The William A. Wilson Realty Company piped water to every lot in the addition; added sewers, graded streets and sidewalks; and proved their dedication to green space by planting shrubs, oaks, and sycamores. William A. Wilson was one of the earliest, if not the first, residential developer in Houston to plant live oak trees in rows along Bayland Avenue and other streets in the addition to shape a sense of community space. Entry gate piers were added at Bayland and Houston Avenue to mark the entrance to the addition. Residents enjoyed the proximity of both Highland Park (now Woodland Park), and Beauchamp Springs Public School (now William B. Travis Elementary School).
Woodland Heights saw a building boom of both residential and commercial buildings from 1907 to 1925. Many of the homes were designed in the Queen Anne, craftsman, and English cottage style. The building typologies include bungalows, cottages, and four squares. As was the necessity with residences built in Houston before the introduction of air conditioning, many of the homes included spacious front porches. In addition to the residential construction in Woodland Heights, business centers emerged. Five main business centers were developed along Houston Avenue north of White Oak Bayou, along Beauchamp Avenue to North Main, along White Oak Drive from Houston Avenue to Studewood, along Studewood from Little White Oak Bayou to 11th Street, and along Teetshorn and North Sabine. The Highland Park Hotel, which was located on Houston Avenue, was home to not only a hotel, but also a theatre, saloon, restaurant, and beer garden.
Today, many of the historic Woodland Heights structures still stand. The Wilson Home at 205 Bayland was occupied by William A. Wilson and his family until his death in 1920. Mr.
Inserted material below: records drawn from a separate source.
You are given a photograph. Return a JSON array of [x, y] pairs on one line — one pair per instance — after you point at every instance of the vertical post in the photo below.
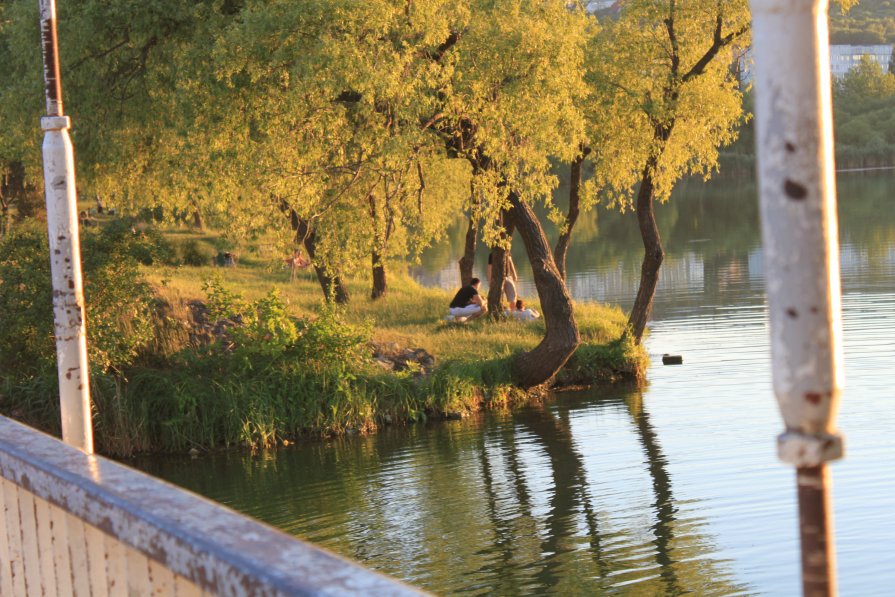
[[800, 235], [65, 254]]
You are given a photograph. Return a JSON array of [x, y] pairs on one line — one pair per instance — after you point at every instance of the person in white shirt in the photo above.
[[522, 313]]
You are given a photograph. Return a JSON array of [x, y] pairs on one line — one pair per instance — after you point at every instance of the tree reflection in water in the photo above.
[[573, 496]]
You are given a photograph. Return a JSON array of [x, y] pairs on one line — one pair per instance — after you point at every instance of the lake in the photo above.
[[618, 490]]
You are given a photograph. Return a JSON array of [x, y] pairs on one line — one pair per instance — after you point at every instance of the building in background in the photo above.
[[843, 58]]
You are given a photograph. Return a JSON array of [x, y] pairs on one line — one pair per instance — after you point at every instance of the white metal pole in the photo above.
[[65, 254], [799, 230]]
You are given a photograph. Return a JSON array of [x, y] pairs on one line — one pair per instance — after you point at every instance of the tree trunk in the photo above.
[[499, 268], [653, 254], [330, 282], [561, 339], [468, 260], [379, 282], [562, 243]]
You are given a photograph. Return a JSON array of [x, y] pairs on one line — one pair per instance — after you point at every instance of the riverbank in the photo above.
[[242, 356]]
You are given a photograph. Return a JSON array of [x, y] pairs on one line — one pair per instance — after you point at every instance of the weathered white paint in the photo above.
[[799, 229], [68, 293], [65, 253], [77, 524]]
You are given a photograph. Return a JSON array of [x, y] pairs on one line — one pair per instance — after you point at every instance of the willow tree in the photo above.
[[668, 83], [510, 106]]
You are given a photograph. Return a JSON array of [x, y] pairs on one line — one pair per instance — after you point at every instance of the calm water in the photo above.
[[668, 489]]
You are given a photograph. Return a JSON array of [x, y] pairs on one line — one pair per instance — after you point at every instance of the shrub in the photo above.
[[118, 302], [191, 253]]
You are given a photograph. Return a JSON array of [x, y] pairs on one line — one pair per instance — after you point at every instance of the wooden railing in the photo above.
[[79, 524]]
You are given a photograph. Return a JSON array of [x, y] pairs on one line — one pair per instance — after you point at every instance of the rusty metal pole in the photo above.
[[797, 189], [65, 253]]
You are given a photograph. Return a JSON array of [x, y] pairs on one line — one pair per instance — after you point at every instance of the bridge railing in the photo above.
[[78, 524]]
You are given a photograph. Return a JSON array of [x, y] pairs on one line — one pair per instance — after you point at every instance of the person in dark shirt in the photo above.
[[467, 302]]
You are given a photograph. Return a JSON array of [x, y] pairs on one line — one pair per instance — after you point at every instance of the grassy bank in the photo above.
[[291, 368]]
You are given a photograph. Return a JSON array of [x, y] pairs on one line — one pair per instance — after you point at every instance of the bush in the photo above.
[[191, 253], [118, 302]]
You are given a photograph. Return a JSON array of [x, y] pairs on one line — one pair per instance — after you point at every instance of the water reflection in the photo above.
[[504, 504], [676, 489], [712, 237]]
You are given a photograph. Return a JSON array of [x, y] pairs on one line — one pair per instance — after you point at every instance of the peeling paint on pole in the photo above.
[[798, 208], [52, 80], [65, 255], [797, 187]]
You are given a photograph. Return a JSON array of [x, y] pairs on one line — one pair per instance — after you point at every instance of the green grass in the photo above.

Wilson was the only original Woodland Heights developer to construct a residence in the addition. His home was the largest home in the neighborhood and the only one to exemplify prairie style architecture. The home underwent a major restoration in 2007 to return it to its former glory. In addition to the historic homes, St. Mark’s United Methodist Church on Pecore and Zion Lutheran Church on Beauchamp can be seen today. Woodland Heights now includes approximately 2,000 homes in 61 different developments. The original neighborhood boundaries have expanded to include Highland Park, Woodland Heights Annex, Grota Homestead, Norhill, Woodland Terrace, and Willborg.
Notable residents who have called Woodland Heights their home include actress Nan Grey; ballet dancer Li Cunxin, whose life story was told in his autobiography turned feature film Mao’s Last Dancer; American short story writer William Goyen; world renowned artist Dorothy Hood; and the first female elected to Houston City Government, former mayor Kathryn Whitmire.
On June 29, 2011, Houston’s City Council voted to approve the historic designation application prepared by Woodland Heights residents, thereby creating the Woodland Heights Historic District. The district includes roughly 386 homes and contains examples of the neighborhoods' variety of architectural styles.